La Commission constate par ailleurs que la création d’un support P1G, et donc l’enregistrement du gabarit biométrique du réseau veineux de son titulaire, est réalisée, après vérification de l’identité de ce dernier, dans des agences bancaires qui disposent d’un lecteur biométrique d’initialisation sécurisé réservé à cet usage. Le personnel chargé de procéder à l’enregistrement aura, au préalable, été spécialement habilité à cette fin et sera authentifié lors de chaque opération. Les opérations d’enregistrement des gabarits biométriques font l’objet d’une traçabilité.
Des mesures de sécurité satisfaisantes sont prises pour que les données biométriques enregistrées ne puissent être ni altérées, ni dupliquées, ni extraites de la carte. A cette fin, les données biométriques du titulaire du moyen de paiement sont stockées dans l’environnement sécurisé du coffre-fort de la carte de paiement munie du dispositif P1G. Elles ne peuvent pas en sortir.
La Commission prend bonne note que des mesures de sécurité sont adoptées pour garantir que le gabarit biométrique du réseau veineux du titulaire du support P1G circulera exclusivement dans un circuit fermé, d’un environnement sécurisé vers un autre environnement sécurisé préalablement authentifié via un canal de communication chiffré.
A cette fin, un mécanisme de vérification préalable de la certification de la puce des cartes bancaires détectées dans la zone de communication du TPE est mis en place afin d’interdire toute communication avec des dispositifs non authentifiées.

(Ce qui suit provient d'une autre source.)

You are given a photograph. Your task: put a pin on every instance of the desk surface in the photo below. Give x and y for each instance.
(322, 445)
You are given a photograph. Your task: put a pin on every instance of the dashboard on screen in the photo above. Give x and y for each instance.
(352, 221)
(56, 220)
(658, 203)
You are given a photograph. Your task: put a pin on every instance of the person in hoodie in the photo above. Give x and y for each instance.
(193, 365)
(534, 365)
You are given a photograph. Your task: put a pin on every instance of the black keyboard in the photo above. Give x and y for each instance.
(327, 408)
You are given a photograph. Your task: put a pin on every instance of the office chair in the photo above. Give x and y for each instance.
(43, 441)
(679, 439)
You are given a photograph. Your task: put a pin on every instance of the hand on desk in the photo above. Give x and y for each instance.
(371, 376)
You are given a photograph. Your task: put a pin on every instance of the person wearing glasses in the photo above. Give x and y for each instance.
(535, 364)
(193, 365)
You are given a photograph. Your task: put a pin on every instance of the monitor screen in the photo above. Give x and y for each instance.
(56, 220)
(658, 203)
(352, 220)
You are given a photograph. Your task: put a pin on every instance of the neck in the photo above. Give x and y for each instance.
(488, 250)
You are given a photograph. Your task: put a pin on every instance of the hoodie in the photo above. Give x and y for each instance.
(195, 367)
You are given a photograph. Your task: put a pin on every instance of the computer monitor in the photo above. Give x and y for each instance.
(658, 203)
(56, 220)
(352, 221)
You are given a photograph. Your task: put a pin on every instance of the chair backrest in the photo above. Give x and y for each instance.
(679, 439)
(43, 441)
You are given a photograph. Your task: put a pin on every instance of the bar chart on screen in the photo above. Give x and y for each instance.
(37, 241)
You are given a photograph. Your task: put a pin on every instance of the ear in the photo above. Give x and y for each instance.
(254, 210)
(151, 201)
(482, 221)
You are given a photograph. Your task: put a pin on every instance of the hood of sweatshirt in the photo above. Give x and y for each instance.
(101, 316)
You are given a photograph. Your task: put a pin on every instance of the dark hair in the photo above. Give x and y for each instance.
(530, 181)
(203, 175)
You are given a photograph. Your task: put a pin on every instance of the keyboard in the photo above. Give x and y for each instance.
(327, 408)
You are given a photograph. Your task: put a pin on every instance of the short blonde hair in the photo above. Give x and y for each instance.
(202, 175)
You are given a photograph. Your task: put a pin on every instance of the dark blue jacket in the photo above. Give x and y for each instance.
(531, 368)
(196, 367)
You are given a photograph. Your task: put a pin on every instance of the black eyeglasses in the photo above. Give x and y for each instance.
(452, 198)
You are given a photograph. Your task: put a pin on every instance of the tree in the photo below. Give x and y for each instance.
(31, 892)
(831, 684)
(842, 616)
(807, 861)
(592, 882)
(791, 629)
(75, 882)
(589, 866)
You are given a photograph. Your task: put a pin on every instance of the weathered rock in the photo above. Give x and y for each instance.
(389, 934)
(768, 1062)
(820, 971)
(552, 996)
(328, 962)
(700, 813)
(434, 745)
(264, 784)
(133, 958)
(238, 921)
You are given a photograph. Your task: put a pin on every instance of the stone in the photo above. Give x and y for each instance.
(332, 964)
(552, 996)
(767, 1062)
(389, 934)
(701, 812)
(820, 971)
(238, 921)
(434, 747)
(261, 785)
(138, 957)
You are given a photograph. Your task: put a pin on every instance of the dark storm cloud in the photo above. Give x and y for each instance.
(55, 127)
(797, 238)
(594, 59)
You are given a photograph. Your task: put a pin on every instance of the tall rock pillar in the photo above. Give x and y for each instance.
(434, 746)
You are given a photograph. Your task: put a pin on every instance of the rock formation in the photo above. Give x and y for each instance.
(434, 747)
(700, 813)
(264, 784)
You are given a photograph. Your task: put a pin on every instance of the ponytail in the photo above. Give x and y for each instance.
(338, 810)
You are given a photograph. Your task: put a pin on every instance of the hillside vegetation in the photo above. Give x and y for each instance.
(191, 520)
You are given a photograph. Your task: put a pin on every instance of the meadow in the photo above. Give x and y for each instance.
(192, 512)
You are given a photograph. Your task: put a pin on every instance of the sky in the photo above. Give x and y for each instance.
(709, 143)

Le TPE est parallèlement identifié par les cartes munies du dispositif P1G.
L’initiation de la phase de reconnaissance mutuelle nécessite toutefois la transmission de données sous une forme non chiffrée, en particulier de l’identifiant propre à chaque support P1G au TPE. La Commission note à cet égard que, pour éviter que le porteur puisse être tracé à son insu sur la base de l’identifiant de sa carte, ces identifiants sont dynamiques, c’est-à-dire modifiés lors de chaque transaction.
Le gabarit biométrique ne circule que dans un second temps, après établissement d’un canal de communication chiffré avec les seuls supports de paiement authentifiés.
Les communications entre le TPE et les autres supports P1G sont rompues sans que ces derniers aient la possibilité de conserver la moindre trace des demandes de comparaison infructueuses et des gabarits reçus par erreur. De même, le TPE ne conserve aucune trace des gabarits biométriques qu’il a lus. Enfin, le certificat du TPE est automatiquement effacé en cas d’ouverture intempestive du terminal de paiement, afin d’empêcher toute nouvelle transaction.
L’ensemble de ces mesures est de nature à sécuriser de manière satisfaisante le recours à des moyens de paiement sans contact avec authentification biométrique des porteurs.
Dans ces conditions, la Commission autorise Banque Accord à mettre en œuvre, à titre expérimental et selon les modalités décrites ci-dessus, les traitements automatisés liés à l’utilisation du système de paiement sans contact P1G pendant la durée de la phase pilote.
La Commission demande qu'au terme de cette expérimentation, lui soit adressé un bilan des modalités de fonctionnement et d’utilisation du dispositif P1G à l’appui de la nouvelle demande d’autorisation nécessaire à la poursuite de cette application.